The data mentality
Overview. Thinking about data, ideas for projects. Things to remember: (1) Ideas aren't discovered, they're developed. (2) Ideas have friends: when you find one, there are others nearby.
Buzzwords. Questions, data, idea machines.
Code. Related examples
We study data because we want to learn something. But what? In our world, we might want to know:
- How is the US economy doing?
- What emerging market countries offer the best business opportunities?
- How do returns on US and European stocks compare?
- What college majors are paid the most?
You'll notice that the starting point is a question, something we'd like to know more about. We provide a toolkit for working effectively with data to find answers. Most of our examples are about economics and finance -- that's what we know -- but the same tools can be used to address any data we like.
Thinking about data
It's not that we have no lives or anything, but we think about data all the time. If we see an interesting graphic in The Economist -- or the Wall Street Journal, or the New York Times -- it triggers a series of questions.

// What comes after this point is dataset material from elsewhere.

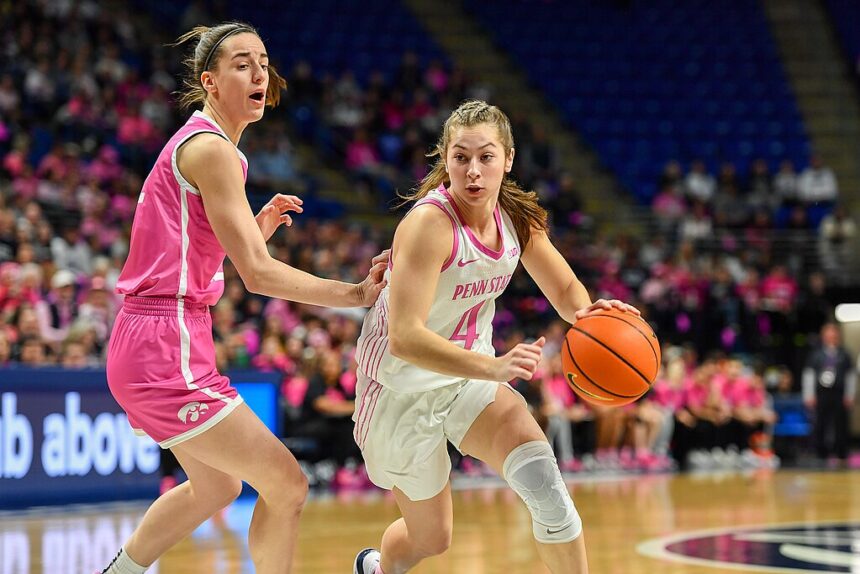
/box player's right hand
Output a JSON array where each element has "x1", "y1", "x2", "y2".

- What did we learn from the graph?
- What else would we like to know?
- Where does the data come from?
Following up on these questions often leads to interesting insights. And it's fun.
Let's give it a try:
Exercise. The 538 blog has a nice summary of salaries of recent college graduates. Skip to the bottom to sort by major and play around. Answer these questions:
- What did you learn from their table?
- What else would you like to know?
- Where did they get their data?
Exercise. What kinds of things would you like to know more about? Think of this as improv, there are no bad answers.
Generating project ideas
One of our goals is for you to produce a piece of work -- data and graphics -- that you can show potential employers. There's nothing like a concrete example to show off your skill set. We still have lots of time, but it can't hurt to start thinking about it now.
Idea machines. How would we find a good project idea? That's not something you run across a lot in modern education, where our job is typically to absorb what's taught rather than come up with our ideas. So how would we get started?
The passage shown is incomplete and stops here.